A MATLAB implementation of various matrix equation solvers written by Nick Hale, Alex Townsend, and Heather Wilber.
Solves the matrix equation sum_j A{j} X B{j}^T = F for any number of terms, where A and B are cell arrays consisting of mxm and nxn matrices, respectively. The cost of the algorithm depends on the number of terms in the matrix equation. In particular, for more than 3 terms the cost is typically O((mn)^3) operations.
Solves the generalized Sylvester matrix equation given by
AXB' + CXD' = E
where A, C are mxm matrices, B and D are nxn matrices, and E is an mxn matrix. The algorithm is based on a generalization of Bartels-Stewart algorithm [1] and costs O(m^3+n^3) operations, see [2].
Solves the Lyapunov matrix equation given by A*X + X*A' + Q = 0, the Sylvester equation A*X + X*B + C = 0, and
the generalized Lyapunov equation A*X*E' + E*X*A' + Q = 0.

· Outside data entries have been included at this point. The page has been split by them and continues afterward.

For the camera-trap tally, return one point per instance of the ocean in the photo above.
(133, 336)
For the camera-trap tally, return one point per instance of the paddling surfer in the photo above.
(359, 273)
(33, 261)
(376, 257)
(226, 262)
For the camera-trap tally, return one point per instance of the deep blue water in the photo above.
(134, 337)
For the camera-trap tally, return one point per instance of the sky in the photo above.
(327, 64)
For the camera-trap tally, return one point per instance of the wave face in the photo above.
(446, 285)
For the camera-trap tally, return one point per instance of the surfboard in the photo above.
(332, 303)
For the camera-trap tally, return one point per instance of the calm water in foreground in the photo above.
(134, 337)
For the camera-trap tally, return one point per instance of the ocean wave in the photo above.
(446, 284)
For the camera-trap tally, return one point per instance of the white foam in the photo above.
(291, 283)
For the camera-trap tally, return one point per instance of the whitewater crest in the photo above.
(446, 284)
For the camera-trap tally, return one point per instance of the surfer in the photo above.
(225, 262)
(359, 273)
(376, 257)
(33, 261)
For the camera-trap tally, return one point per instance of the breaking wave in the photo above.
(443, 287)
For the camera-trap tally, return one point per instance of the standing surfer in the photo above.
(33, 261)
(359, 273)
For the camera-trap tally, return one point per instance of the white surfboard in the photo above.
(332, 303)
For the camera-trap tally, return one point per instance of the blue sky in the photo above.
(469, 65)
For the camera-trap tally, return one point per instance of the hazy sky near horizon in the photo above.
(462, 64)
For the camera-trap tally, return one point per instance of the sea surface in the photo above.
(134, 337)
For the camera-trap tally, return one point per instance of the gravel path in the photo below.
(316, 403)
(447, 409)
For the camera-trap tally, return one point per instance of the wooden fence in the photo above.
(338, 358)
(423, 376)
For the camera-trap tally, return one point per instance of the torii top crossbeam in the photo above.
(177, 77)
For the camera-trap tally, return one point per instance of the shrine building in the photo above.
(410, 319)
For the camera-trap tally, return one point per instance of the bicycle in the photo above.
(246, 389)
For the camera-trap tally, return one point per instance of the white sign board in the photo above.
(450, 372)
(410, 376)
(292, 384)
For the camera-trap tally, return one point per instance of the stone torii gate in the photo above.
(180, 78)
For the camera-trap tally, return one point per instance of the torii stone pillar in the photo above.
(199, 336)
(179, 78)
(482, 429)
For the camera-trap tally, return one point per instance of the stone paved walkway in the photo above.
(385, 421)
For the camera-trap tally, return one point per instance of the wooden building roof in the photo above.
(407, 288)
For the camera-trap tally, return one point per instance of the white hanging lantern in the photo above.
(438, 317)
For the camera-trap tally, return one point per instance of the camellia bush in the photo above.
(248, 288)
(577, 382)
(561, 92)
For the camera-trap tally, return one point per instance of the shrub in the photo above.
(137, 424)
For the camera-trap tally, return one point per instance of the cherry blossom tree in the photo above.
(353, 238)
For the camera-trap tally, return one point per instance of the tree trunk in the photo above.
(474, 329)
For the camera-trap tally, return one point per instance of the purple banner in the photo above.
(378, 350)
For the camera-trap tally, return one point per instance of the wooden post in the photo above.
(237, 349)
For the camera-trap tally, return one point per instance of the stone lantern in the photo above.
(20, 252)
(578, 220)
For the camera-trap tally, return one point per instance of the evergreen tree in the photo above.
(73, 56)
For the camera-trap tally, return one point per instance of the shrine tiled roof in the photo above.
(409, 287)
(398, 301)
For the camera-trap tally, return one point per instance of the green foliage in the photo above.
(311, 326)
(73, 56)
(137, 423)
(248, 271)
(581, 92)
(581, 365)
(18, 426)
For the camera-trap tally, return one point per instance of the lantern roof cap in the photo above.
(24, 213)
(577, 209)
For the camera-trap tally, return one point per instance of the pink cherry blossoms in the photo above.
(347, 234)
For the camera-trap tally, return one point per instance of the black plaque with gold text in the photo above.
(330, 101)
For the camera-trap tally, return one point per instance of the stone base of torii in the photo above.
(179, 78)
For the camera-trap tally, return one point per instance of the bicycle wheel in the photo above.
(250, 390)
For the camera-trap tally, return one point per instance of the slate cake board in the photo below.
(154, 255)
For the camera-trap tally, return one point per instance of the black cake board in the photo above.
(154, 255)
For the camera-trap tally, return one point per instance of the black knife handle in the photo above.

folder contains a collection of iterative solvers for the matrix equation A*X - X*B = F based on the alternating direction implicit (ADI) method.
[1] R. H. Bartels & G. W. Stewart, Solution of the matrix equation AX +XB = C, Comm. ACM, 15, 820–826, 1972.
[2] J. D. Gardiner, A. J. Laub, J. J. Amato, & C. B. Moler, Solution of the Sylvester matrix equation AXB^T + CXD^T = E, ACM Transactions on Mathematical Software (TOMS), 18(2), 223-231, 1992.